Bangko Sentral keeps SDA, key rates steadyBy Michelle V. Remo |Philippine Daily Inquirer
The Bangko Sentral ng Pilipinas on Thursday kept the interest rates on special deposit accounts (SDAs) as well as those for its overnight borrowing and lending unchanged.
The SDA rate remains at 2 percent, while the overnight borrowing and lending rates are still at 3.5 and 5.5 percent, respectively. All rates are the lowest recorded.
With the decision, the BSP effectively took a pause from slashing the SDA rate since the start of the year. The central bank reduced the SDA rate three times since January by a total of 150 basis points.
The BSP decided to cut the SDA rate to encourage the development of the country’s capital markets and boost lending to enterprises.
Monetary officials at the time hoped that the funds to be withdrawn from the SDA facility would be used by market players to lend more to businesses and create new investment products.
Apart from the cuts in the SDA rate, other regulations were likewise implemented earlier to encourage banks to take their funds out of the SDA facility. One such directive is to disqualify funds placed in investment management accounts from being invested in the SDA.
In the first quarter, bank lending grew by a double-digit pace while the economy, measured in terms of gross domestic product, expanded year-on-year by a robust 7.8 percent. This was the fastest growth rate in Asia, exceeding even China’s 7.7 percent.

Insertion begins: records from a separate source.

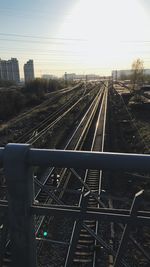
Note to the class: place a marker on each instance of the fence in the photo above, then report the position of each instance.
(18, 161)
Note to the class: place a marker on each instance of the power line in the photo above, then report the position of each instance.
(42, 37)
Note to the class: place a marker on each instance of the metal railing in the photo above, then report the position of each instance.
(18, 161)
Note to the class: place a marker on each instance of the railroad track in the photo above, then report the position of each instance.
(40, 197)
(85, 252)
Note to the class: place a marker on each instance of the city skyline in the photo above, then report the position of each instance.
(81, 36)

Citing these developments, the BSP said it would first let the economy absorb the effects of the prior rate cuts before making any further move related to interest rates.

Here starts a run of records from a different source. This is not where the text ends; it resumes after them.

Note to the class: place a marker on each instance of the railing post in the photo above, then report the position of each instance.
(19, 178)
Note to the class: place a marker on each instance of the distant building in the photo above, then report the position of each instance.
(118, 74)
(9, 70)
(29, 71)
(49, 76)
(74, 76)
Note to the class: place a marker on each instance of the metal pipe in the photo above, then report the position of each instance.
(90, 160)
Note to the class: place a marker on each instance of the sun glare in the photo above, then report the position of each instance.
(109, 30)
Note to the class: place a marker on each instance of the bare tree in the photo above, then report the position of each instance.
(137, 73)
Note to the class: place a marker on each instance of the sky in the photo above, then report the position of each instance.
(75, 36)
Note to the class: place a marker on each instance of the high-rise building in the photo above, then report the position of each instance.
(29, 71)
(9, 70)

By keeping the policy settings steady, the BSP may get “to assess the impact of recent fine-tuning in monetary operations,” BSP Governor Amando Tetangco Jr. said in a press conference yesterday immediately after the policy-setting meeting of the central bank’s Monetary Board.
The BSP remains committed to keeping inflation in the country manageable and within target, Tetangco said. The government expects inflation to settle between 3 and 5 percent for this year and the next.
“The Monetary Board is of the view that the manageable inflation outlook and robust domestic growth provide scope to keep policy rates steady for the time being…. The BSP will continue to pay close attention to evolving price and output conditions as well as market developments to ensure that policy settings remain consistent with safeguarding price and financial stability while being supportive of sustained and balanced economic growth,” he said.
In the first five months of the year, inflation averaged at 3 percent, the National Statistics Office earlier reported.
BSP Deputy Governor Diwa Guinigundo said that, based on the latest central bank estimates, inflation would likely average at 3.1 percent in 2013, 3.6 percent in 2014, and 3.4 percent in 2015.